Девять ден бабу мучить. Этак и вовсе умучить недолго. Аль, мыслится мне, что приврали тут летописцы, для солидности, а то ж цельный каган, не обыкновенный мужик.

— А спустя еще семь дней умерла дева в страшных мучениях, а следом за нею и сам Ирзе-каган. И случилась великая смута, потому как не было у него сыновей. Зато имелась дочь, которую взял в жены мурза. И через нее каганом сделался. Вот такая, Зослава, поучительная история.

Я только и сумела, что кивнуть.

Вот же… нелюди!

Дочку родную не пожалел… вспомнилося вдруг, как сказывал Арей, будто бы ценят азары дочерей своих. Но, видать, кошма ценней оказалася.

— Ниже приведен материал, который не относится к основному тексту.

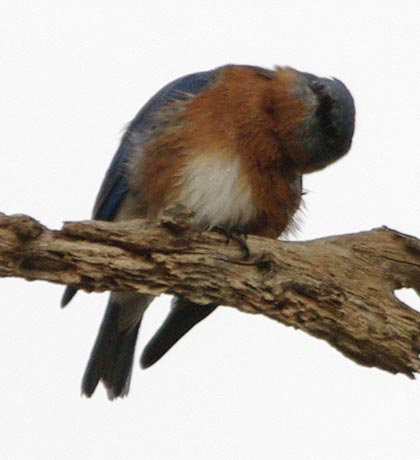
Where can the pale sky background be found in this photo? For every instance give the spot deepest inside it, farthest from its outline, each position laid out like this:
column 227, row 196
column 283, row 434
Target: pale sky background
column 239, row 386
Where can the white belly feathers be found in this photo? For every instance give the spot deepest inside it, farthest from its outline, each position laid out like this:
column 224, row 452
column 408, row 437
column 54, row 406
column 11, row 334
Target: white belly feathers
column 213, row 187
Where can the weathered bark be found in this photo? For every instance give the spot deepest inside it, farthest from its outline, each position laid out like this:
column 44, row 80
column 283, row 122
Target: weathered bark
column 339, row 288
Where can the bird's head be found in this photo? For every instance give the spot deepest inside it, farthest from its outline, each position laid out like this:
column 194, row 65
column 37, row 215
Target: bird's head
column 313, row 118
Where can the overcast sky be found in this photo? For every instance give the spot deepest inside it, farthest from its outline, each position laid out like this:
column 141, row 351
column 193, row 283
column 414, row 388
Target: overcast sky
column 238, row 386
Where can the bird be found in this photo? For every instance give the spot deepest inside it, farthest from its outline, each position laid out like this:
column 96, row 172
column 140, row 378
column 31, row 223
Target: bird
column 230, row 144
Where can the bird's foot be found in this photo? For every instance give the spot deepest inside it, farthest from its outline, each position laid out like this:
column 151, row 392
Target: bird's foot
column 237, row 234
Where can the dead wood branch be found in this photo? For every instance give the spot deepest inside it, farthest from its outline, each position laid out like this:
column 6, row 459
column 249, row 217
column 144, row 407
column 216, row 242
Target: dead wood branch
column 340, row 288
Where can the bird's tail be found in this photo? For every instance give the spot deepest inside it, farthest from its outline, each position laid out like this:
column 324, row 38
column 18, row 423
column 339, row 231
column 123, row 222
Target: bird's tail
column 111, row 359
column 183, row 316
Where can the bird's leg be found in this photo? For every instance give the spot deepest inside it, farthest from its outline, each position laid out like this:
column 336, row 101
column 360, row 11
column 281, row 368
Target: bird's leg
column 235, row 233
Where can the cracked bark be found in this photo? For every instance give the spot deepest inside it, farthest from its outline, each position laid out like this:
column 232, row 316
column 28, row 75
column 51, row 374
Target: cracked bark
column 339, row 289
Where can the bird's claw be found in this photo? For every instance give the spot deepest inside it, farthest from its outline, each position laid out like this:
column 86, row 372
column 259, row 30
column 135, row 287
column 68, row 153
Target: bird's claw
column 236, row 234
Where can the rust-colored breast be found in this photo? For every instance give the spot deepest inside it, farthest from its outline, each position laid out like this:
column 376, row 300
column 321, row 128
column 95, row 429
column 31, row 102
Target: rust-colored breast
column 231, row 121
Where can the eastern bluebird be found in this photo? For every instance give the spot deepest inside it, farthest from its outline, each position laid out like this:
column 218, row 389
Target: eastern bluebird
column 230, row 144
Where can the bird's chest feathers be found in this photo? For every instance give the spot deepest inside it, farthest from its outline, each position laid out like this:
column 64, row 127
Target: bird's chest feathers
column 215, row 188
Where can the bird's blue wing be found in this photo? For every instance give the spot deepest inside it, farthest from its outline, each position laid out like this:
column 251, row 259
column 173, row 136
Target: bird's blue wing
column 115, row 184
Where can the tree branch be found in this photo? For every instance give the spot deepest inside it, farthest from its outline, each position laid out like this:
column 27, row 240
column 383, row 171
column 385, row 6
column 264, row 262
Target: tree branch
column 339, row 289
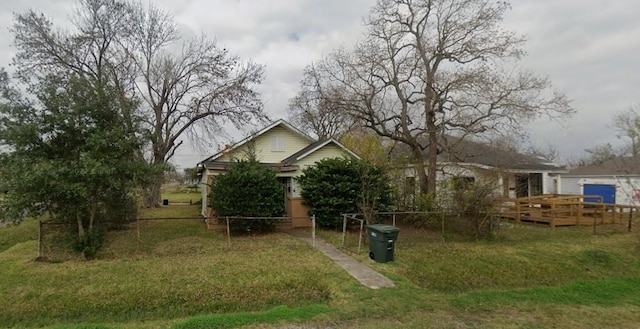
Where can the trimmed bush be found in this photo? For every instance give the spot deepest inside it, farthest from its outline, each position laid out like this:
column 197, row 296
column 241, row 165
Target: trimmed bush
column 248, row 190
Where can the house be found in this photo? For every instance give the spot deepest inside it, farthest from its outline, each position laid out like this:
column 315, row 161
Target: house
column 514, row 174
column 284, row 149
column 616, row 181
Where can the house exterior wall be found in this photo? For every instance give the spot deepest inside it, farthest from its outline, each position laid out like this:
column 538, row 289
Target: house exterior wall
column 299, row 212
column 627, row 187
column 292, row 144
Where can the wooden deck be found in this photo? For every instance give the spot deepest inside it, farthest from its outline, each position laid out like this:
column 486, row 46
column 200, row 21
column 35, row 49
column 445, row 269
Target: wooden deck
column 565, row 210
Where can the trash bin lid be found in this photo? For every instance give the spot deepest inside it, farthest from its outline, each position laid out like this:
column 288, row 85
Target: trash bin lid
column 383, row 228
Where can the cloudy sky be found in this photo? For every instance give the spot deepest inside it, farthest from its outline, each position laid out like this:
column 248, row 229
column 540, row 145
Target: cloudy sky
column 590, row 49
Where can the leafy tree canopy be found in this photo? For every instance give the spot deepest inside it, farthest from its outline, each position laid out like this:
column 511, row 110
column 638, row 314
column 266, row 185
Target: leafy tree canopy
column 248, row 189
column 70, row 154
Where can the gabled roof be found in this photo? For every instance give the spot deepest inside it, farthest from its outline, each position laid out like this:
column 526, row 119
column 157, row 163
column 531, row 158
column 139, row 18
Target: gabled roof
column 280, row 122
column 623, row 166
column 314, row 147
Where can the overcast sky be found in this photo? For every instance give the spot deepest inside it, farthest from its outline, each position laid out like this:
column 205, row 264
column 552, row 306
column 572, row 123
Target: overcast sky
column 590, row 49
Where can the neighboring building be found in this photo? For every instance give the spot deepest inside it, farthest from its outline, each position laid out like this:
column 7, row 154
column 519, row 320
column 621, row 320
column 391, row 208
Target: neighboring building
column 283, row 148
column 615, row 180
column 514, row 174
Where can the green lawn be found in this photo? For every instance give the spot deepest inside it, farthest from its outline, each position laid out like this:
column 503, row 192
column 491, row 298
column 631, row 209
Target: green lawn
column 177, row 274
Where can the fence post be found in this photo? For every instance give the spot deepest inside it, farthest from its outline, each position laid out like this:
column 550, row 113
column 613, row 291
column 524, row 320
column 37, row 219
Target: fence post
column 138, row 236
column 344, row 228
column 313, row 229
column 40, row 253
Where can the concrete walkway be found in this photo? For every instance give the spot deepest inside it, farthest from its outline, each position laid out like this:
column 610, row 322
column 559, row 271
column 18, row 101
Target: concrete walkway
column 363, row 273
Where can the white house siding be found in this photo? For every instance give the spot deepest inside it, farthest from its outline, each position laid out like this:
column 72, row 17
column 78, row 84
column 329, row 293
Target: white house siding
column 292, row 144
column 328, row 151
column 627, row 188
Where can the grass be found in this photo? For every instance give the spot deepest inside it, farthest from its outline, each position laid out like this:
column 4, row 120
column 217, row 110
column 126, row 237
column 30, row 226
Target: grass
column 176, row 274
column 14, row 234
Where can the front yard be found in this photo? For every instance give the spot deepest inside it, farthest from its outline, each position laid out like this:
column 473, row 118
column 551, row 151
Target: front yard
column 179, row 275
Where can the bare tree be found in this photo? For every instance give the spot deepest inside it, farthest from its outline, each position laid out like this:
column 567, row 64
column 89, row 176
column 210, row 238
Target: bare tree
column 627, row 125
column 429, row 68
column 312, row 112
column 186, row 88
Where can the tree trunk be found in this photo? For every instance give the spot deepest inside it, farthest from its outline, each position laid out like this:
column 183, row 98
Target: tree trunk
column 420, row 170
column 152, row 193
column 81, row 232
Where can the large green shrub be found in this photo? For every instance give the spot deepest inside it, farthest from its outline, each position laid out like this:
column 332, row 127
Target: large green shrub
column 248, row 190
column 340, row 185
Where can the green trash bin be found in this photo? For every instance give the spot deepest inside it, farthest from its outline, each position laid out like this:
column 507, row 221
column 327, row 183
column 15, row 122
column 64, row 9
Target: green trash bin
column 382, row 241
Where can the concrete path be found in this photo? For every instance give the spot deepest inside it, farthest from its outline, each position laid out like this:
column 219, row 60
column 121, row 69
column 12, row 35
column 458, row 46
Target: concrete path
column 363, row 273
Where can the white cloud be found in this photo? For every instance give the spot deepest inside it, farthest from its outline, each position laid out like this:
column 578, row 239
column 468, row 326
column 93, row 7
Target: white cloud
column 587, row 47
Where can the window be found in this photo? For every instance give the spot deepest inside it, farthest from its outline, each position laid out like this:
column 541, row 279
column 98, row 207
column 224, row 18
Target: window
column 277, row 144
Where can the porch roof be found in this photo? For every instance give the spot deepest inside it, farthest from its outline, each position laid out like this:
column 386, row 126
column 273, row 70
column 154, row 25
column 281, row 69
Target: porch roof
column 224, row 166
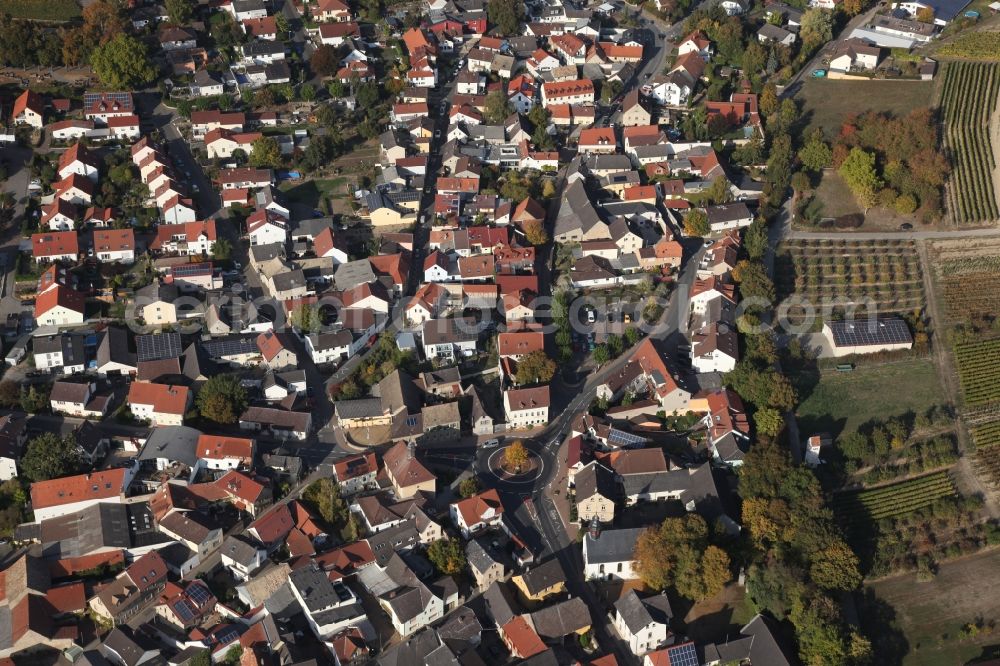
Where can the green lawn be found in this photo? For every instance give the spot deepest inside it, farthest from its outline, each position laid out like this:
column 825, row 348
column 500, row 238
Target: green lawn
column 927, row 618
column 827, row 102
column 41, row 10
column 313, row 193
column 837, row 402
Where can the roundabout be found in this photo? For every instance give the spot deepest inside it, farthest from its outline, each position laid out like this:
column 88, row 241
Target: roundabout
column 531, row 472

— Как по мне, вариант несколько радикальный, — продолжил меж тем Кирей, — можно и проще… дать булавку с ядом, или перстенек, или еще какую штукенцию. Главное, чтоб девка в доверие вошла. А есть и другой вариант… стоят за краем степи горы, а в горах тех старец живет премудрый, уж не одну сотню лет сменявший.

Я согласилася, что тогда поневоле премудрым станешь, ежели не одну сотню.

— И собирает он с городов приграничных детишек, а после учит их убивать. Из сотни детей лишь один учебу осилит. Да только не будет убийцы ловчей его. Вот такая легенда…

Тьфу ты… легенда.

Сказка, стало быть. Я тоже сказку могу рассказать про Деву Слепую, которую вызвать можно на крови и зеркале, и обидчика имя сказать, а после зеркальце в егоную кровать подкинуть. И ночью тогда вылезет из зеркальца дева, спрашивать начнет, мол, тут ли такой и этакий. И ежели ответит, что тут, то и сядет ему на грудь, присосется к устам и выпьет до донышка. А ежели спохватится да не отзовется на имя свое, тогда и станет кружить до утра, стонать да завывать страшенно, но с петухами сгинет.

Правда, мнится мне, что посмеется Кирей над этакою сказочкой.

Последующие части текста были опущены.